Javascript is where we're gonna store the coordinates for our shape.
The Mesh Creator takes information and passes it to the Mesh Renderer. There's an important setting in it: click on it, press command-I and then command-2 to get to the Settings pane. We want the drop-down menu to say Volume.
The Mesh Renderer should work fine when you pull it out of the library. The little number should say "2". If not, adjust it.
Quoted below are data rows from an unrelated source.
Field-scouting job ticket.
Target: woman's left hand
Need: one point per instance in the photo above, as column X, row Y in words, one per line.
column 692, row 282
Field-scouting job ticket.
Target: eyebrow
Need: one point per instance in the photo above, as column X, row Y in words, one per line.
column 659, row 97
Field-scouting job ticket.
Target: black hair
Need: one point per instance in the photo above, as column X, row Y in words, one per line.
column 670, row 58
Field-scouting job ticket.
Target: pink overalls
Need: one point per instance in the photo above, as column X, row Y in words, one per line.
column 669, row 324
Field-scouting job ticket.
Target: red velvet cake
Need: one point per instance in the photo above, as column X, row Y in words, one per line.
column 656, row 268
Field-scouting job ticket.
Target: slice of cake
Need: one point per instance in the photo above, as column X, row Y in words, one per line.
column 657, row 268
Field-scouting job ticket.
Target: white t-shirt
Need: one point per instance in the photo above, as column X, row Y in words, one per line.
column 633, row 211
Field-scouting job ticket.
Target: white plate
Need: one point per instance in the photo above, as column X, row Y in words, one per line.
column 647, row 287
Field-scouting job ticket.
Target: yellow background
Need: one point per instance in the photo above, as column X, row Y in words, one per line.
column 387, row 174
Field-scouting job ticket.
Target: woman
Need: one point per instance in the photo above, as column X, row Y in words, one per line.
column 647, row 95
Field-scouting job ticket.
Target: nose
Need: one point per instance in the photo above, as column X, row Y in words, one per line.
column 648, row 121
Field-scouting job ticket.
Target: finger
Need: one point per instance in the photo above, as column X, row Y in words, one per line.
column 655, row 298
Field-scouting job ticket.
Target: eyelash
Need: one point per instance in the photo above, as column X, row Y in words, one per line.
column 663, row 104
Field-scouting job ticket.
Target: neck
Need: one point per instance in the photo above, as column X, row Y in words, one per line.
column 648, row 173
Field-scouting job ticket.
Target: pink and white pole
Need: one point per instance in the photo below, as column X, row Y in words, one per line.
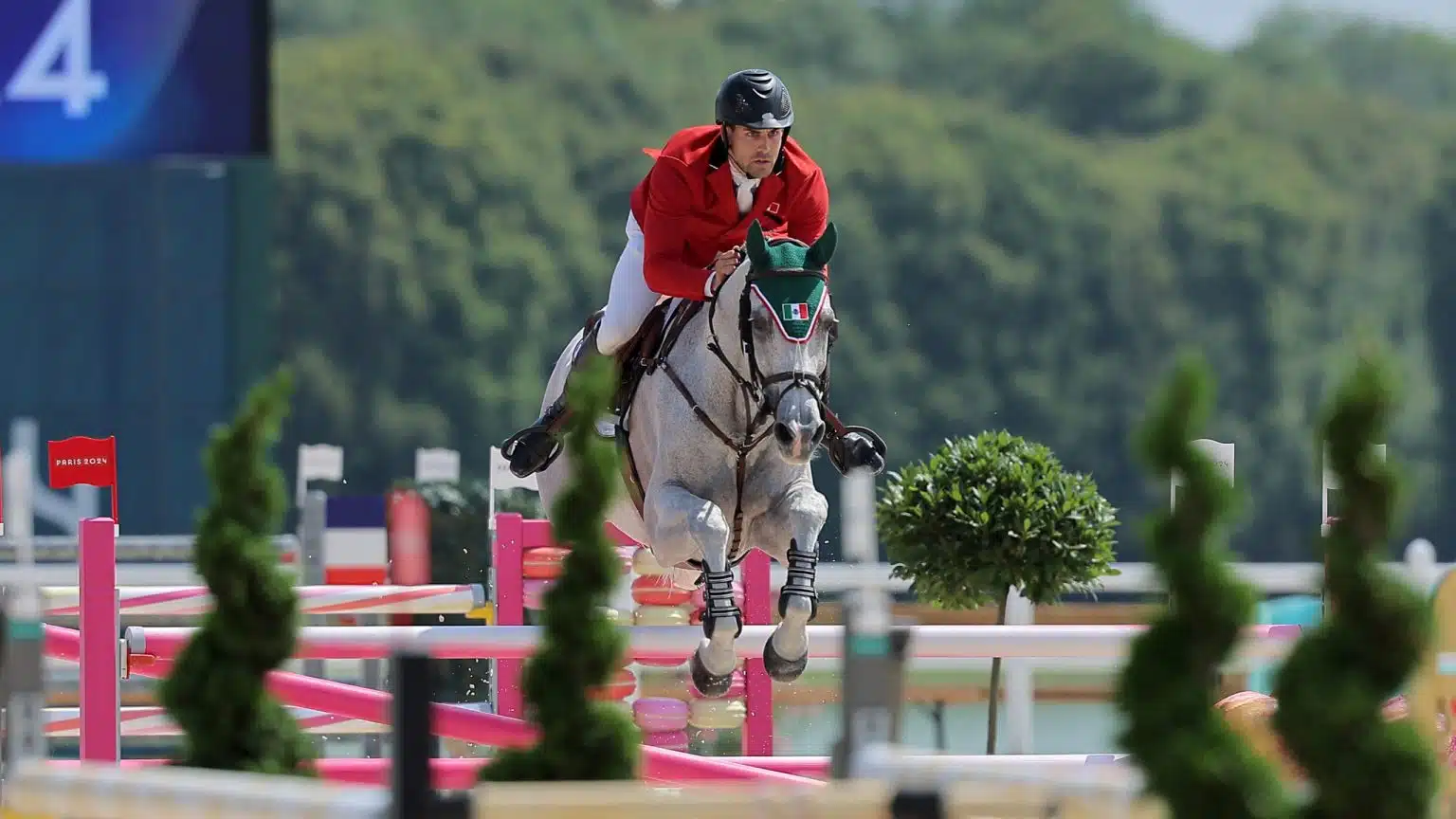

The LFO is strictly for showing off. It produces a number that varies in a predictable way over a period of time, so we'll rotate the image to show that it has volume. Parameters used:
If everything's hooked up - script to vertices and texture coordinates, Mesh Creator to Mesh Renderer, LFO to any rotation coordinate - then you go to the Settings pane of the Javascript patch and put this in there:
_Queue = []
function (__structure Queue) main ()
{
var result = new Object();
_Queue.push([0, .5, 0])
_Queue.push([-.5, -.5, 0])
_Queue.push([.5, -.5, 0])
_Queue.push([0, 0, .5])
result.Queue = _Queue;
return result;
}
Being an ignorant savage I couldn't write a Javascript from memory if my life depended on it, so beyond knowing that "Queue" is an array and I have pushed a series of numbers into it, no I have no idea why the syntax is what it is, and there's no reason to care as long as it does what I want. I know it works, and each combination of numbers is an XYZ coordinate.
Conveniently for lazy people who want psychedelic grooviness on the cheap, texture coordinates are Red Green Blue and Alpha, and if you don't supply the alpha Quartz Composer doesn't care. So what the hell, you plug the same values from the Javascript patch into both Vertices and Texture Coordinates in the Mesh Creator and you get this rotating in your viewer:
Save it. Find your library folder, drop it into the Screen Savers folder and voila, you have made a screensaver.
Javascript is apparently the slow way to get some more intense operations done, but for some simple static shapes it shouldn't be a problem.
*All claims entertainment related only.